Semoga Allah beri kemudahan untuk melanjutkan bahasan ini dalam kesempatan
lainnya.
Kedua:
Jual beli yang mengandung riba
Riba seperti telah kita
ketahui bersama berarti tambahan, sebagaimana makna secara bahasa. Sedangkan
secara istilah berarti tambahan pada sesuatu yang khusus.
Barang Ribawi
Tadi disebutkan mengenai
riba adalah tambahan pada barang yang khusus. Ini menunjukkan bahwa riba
tidaklah berlaku pada setiap tambahan. Dalam jual beli misalnya, kita menukar
satu mobil dengan dua mobil, maka tidak ada masalah karena mobil bukan barang
ribawi. Jika kita menukar kitab dengan dua kitab, juga tidak masalah. Namun
dikatakan riba ketika ada tambahan dan terjadi pada barang yang diharamkan
adanya sesuatu tambahan. Barang semacam ini dikenal denganbarang
atau komoditi ribawi. Ada enam komoditi ribawi yang disebutkan dalam hadits adalah:
1. Emas
2. Perak
3. Gandum halus
4. Gandum kasar
5. Kurma
6. Garam
Dari Abu Sa’id Al Khudri,
Nabi shallallahu ‘alaihi wa sallam bersabda,
الذَّهَبُ بِالذَّهَبِ وَالْفِضَّةُ بِالْفِضَّةِ وَالْبُرُّ
بِالْبُرِّ وَالشَّعِيرُ بِالشَّعِيرِ وَالتَّمْرُ بِالتَّمْرِ وَالْمِلْحُ
بِالْمِلْحِ مِثْلاً بِمِثْلٍ يَدًا بِيَدٍ فَمَنْ زَادَ أَوِ اسْتَزَادَ فَقَدْ
أَرْبَى الآخِذُ وَالْمُعْطِى فِيهِ سَوَاءٌ
“Jika
emas dijual dengan emas, perak dijual dengan perak, gandum dijual dengan
gandum, sya’ir (salah satu jenis gandum) dijual dengan sya’ir, kurma dijual
dengan kurma, dan garam dijual dengan garam, maka jumlah (takaran atau
timbangan) harus sama dan dibayar kontan (tunai). Barangsiapa menambah atau
meminta tambahan, maka ia telah berbuat riba. Orang yang mengambil tambahan
tersebut dan orang yang memberinya sama-sama berada dalam dosa” (HR.
Muslim no. 1584).
Dalam hadits di atas,
kita bisa memahami dua hal:
1. Jika barang sejenis
ditukar, semisal emas dengan emas atau gandum dengan gandum, maka ada dua
syarat yang mesti dipenuhi yaitu: tunai dan semisal dalam takaran atau
timbangan.
2. Jika barang masih satu
‘illah atau satu kelompok ditukar, maka satu syarat yang harus
dipenuhi yaitu: tunai, walau dalam takaran atau timbangan salah satunya
berlebih.
Apakah barang ribawi
hanya terbatas pada enam komoditi di atas? Para ulama mengqiyaskannya dengan
barang lain yang semisal. Namun mereka berselisih mengenai ‘illah atau sebab
mengapa barang tersebut digolongkan sebagai barang ribawi.
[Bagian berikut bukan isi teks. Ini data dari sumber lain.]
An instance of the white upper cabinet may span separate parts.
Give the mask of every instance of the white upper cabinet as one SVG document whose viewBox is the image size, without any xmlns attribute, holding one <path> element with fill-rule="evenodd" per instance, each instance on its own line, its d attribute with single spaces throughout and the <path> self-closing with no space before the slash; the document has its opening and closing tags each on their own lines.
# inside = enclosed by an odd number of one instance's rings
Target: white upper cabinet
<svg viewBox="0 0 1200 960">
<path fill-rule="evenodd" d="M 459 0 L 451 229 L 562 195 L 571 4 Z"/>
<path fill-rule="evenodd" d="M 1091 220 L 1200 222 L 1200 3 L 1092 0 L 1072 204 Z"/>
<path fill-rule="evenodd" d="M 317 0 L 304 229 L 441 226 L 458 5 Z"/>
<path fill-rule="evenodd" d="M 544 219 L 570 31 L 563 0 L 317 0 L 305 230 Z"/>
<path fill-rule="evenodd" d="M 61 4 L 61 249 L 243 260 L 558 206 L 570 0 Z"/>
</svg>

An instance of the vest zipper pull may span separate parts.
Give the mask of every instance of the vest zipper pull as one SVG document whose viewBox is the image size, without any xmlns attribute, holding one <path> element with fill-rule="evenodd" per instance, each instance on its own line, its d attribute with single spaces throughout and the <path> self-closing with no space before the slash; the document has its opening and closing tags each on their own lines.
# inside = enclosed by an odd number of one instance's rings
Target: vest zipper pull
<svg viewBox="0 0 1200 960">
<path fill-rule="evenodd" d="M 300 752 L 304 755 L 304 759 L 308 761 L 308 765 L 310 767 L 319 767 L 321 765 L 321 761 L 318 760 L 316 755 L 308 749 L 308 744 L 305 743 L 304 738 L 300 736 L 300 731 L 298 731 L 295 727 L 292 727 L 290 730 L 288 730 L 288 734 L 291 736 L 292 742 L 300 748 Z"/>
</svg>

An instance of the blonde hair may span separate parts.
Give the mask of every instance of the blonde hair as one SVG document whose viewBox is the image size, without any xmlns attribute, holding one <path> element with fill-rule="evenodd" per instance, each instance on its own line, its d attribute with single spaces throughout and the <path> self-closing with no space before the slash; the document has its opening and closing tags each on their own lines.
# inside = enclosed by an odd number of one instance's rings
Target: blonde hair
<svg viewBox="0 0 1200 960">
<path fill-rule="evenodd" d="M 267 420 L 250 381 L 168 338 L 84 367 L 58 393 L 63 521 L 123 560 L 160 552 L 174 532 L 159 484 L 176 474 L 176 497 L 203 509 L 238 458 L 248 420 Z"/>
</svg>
Menurut ulama Hanafiyah dan
Hambali, ‘illahnya pada emas dan perak karena keduanya adalah barang
yang ditimbang, sedangkan empat komoditi lainnya adalah
barang yang ditakar.
Menurut ulama Malikiyah,
‘illahnya pada emas dan perak karena keduanya sebagai alat tukar secara umum atau sebagai barang berharga untuk alat tukar, dan sebab ini
hanya berlaku pada emas dan perak. Sedangkan untuk empat komoditi lainnya
karena sebagai makanan pokok yang dapat disimpan.
Menurut ulama Syafi’iyah,
‘illah pada empat komoditi yaitu karena mereka sebagai makanan. Ini qoul
jadid (perkataan terbaru ketika di Mesir) dari Imam Syafi’i.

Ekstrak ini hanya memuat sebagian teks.